Su relación con la fotografía comenzó desde los 19 años, cuando se encontró con archivos de la revista LIFE en Seúl, ahi entendió el poder que había dentro de una imagen fija. La música y la pintura son el eje de su capacidad para enfrentar y abrazar las emociones.
A lo largo de su carrera, Park ha construido un camino hacia lo editorial, el cine y lo comercial. La fotografía fija en películas de Alejandro González Iñárritu, como Bardo y Digger, estuvo a cargo de ella.
Cuando el uniforme deja de ser una armadura
Especialmente para esta muestra Park, parte de una fascinación estética por el uniforme militar, percibido como símbolo de orden poder y predictibilidad. La perfección no emocional enfrentada al caos de los sentimientos.

“La obra explora el espacio donde la disciplina se encuentra con la vulnerabilidad… Busca cuestionar el rol de las emociones en una sociedad contemporánea que prioriza la eficiencia sobre el sentir”.
-Seoju Park.
En estas fotos, los soldados terminan hablando menos a lo militar y más ser humano. Park trata de demostrar que por más que tratemos de ocultar y controlar lo que sentimos, la emoción sigue siendo lo que nos conecta a todo.

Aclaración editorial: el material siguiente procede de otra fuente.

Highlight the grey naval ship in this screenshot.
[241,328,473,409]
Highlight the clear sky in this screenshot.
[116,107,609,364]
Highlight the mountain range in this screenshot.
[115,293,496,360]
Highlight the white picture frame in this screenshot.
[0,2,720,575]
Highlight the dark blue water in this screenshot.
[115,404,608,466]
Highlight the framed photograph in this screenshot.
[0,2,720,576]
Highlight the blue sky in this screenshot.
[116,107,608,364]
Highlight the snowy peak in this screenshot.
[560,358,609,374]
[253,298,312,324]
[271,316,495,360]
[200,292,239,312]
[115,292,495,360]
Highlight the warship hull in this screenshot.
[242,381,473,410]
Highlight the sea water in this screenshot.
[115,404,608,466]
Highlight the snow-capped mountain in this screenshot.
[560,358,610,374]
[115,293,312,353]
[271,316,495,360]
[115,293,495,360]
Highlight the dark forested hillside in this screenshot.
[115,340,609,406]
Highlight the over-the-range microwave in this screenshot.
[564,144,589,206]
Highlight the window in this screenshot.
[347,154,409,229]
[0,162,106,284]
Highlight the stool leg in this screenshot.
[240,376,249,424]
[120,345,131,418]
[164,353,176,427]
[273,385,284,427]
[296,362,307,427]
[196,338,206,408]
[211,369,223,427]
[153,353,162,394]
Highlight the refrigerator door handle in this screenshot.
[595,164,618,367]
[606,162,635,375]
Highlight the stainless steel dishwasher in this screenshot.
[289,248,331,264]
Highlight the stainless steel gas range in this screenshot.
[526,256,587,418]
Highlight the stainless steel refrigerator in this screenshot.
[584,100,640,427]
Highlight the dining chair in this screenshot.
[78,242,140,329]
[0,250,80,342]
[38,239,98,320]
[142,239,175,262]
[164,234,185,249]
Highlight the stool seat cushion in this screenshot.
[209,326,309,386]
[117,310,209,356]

Tres ejes que guían la exposición
La estética de la estructura
El uso del uniforme como una composición visual impactante que busca ocultar la identidad personal.
La contradicción del sentir
Emociones ruidosas y profundamente humanas, dentro de cuerpos, que no muestran impacto frente a algo tan fuerte.
Crítica a la inmediatez
No le damos el espacio ni la importancia que debería, a lo que nos pasa, gracias a que vivimos en un mundo que todo es rápido y al instante.
Hoy, Seoju Park sigue utilizando la fotografía como hilo conductor entre lo que vemos a simple vista y todo lo que se mueve por dentro, consolidándose como una voz fundamental en la narrativa visual contemporánea.